In the case of a massive natural gas outage, the demand coverage at the European level would suffer direct effects such as partial outages in countries like Bulgaria, North Macedonia, and Greece. On the other hand, Finland would suffer a total supply cut. In other words, the dependence on imported gas by the EU gas system is very high, and there is no internal alternative except cooperation against outages.
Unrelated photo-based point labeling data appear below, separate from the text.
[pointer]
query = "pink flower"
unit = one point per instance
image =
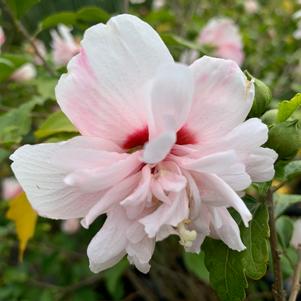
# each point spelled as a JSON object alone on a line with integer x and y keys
{"x": 70, "y": 226}
{"x": 251, "y": 6}
{"x": 24, "y": 73}
{"x": 2, "y": 36}
{"x": 63, "y": 44}
{"x": 163, "y": 150}
{"x": 10, "y": 188}
{"x": 224, "y": 35}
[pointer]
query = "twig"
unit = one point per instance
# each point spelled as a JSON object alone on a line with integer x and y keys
{"x": 278, "y": 292}
{"x": 296, "y": 278}
{"x": 260, "y": 295}
{"x": 20, "y": 28}
{"x": 125, "y": 6}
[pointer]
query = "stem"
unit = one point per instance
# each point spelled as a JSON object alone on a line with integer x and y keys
{"x": 144, "y": 291}
{"x": 296, "y": 278}
{"x": 20, "y": 28}
{"x": 125, "y": 6}
{"x": 278, "y": 291}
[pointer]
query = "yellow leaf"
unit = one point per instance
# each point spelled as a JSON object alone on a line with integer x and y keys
{"x": 25, "y": 218}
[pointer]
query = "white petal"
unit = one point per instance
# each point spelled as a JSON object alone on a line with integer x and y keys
{"x": 102, "y": 92}
{"x": 158, "y": 148}
{"x": 44, "y": 184}
{"x": 222, "y": 100}
{"x": 167, "y": 214}
{"x": 215, "y": 192}
{"x": 108, "y": 246}
{"x": 226, "y": 165}
{"x": 171, "y": 97}
{"x": 113, "y": 196}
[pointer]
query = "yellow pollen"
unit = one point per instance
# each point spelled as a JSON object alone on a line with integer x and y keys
{"x": 187, "y": 236}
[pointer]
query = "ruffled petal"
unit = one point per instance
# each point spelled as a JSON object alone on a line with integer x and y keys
{"x": 167, "y": 214}
{"x": 102, "y": 92}
{"x": 223, "y": 98}
{"x": 44, "y": 184}
{"x": 108, "y": 246}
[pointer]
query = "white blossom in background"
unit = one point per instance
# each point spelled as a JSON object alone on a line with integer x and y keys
{"x": 2, "y": 37}
{"x": 64, "y": 45}
{"x": 157, "y": 4}
{"x": 251, "y": 6}
{"x": 137, "y": 1}
{"x": 297, "y": 32}
{"x": 164, "y": 148}
{"x": 24, "y": 73}
{"x": 189, "y": 56}
{"x": 296, "y": 237}
{"x": 223, "y": 34}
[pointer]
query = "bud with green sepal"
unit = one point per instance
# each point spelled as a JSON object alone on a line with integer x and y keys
{"x": 262, "y": 99}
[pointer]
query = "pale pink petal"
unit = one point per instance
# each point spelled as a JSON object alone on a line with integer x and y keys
{"x": 201, "y": 224}
{"x": 226, "y": 165}
{"x": 216, "y": 193}
{"x": 222, "y": 100}
{"x": 63, "y": 44}
{"x": 100, "y": 178}
{"x": 113, "y": 196}
{"x": 43, "y": 183}
{"x": 167, "y": 214}
{"x": 71, "y": 226}
{"x": 140, "y": 253}
{"x": 2, "y": 36}
{"x": 108, "y": 246}
{"x": 141, "y": 192}
{"x": 158, "y": 148}
{"x": 224, "y": 227}
{"x": 171, "y": 97}
{"x": 10, "y": 188}
{"x": 99, "y": 96}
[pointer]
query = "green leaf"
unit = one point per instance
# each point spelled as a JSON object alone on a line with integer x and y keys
{"x": 88, "y": 15}
{"x": 68, "y": 18}
{"x": 285, "y": 227}
{"x": 20, "y": 7}
{"x": 56, "y": 123}
{"x": 283, "y": 201}
{"x": 173, "y": 40}
{"x": 195, "y": 263}
{"x": 226, "y": 270}
{"x": 287, "y": 107}
{"x": 9, "y": 63}
{"x": 255, "y": 258}
{"x": 15, "y": 123}
{"x": 92, "y": 14}
{"x": 292, "y": 169}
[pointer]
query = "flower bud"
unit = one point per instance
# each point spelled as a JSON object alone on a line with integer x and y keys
{"x": 263, "y": 97}
{"x": 270, "y": 117}
{"x": 285, "y": 138}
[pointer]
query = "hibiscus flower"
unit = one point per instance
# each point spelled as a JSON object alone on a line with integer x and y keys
{"x": 164, "y": 148}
Although there have been improvements in gas infrastructure that have enhanced the robustness of the system, it is unfeasible to eliminate all risks of shortages.

The third scenario assumes that the robustness and independence of the natural gas system will be improved through the application of energy efficiency measures, and that the EU countries will be able to achieve the objectives set for 2030. In this scenario, the network will be able to cover the total demand of all EU countries, except for Finland. This is mainly due to Finland’s physical isolation from the global gas system. The system’s robustness improved considerably in the 2030 target scenario, even improving on the 2019 baseline scenario. In other words, the correct implementation of energy efficiency measures in these countries can improve the robustness of the current network.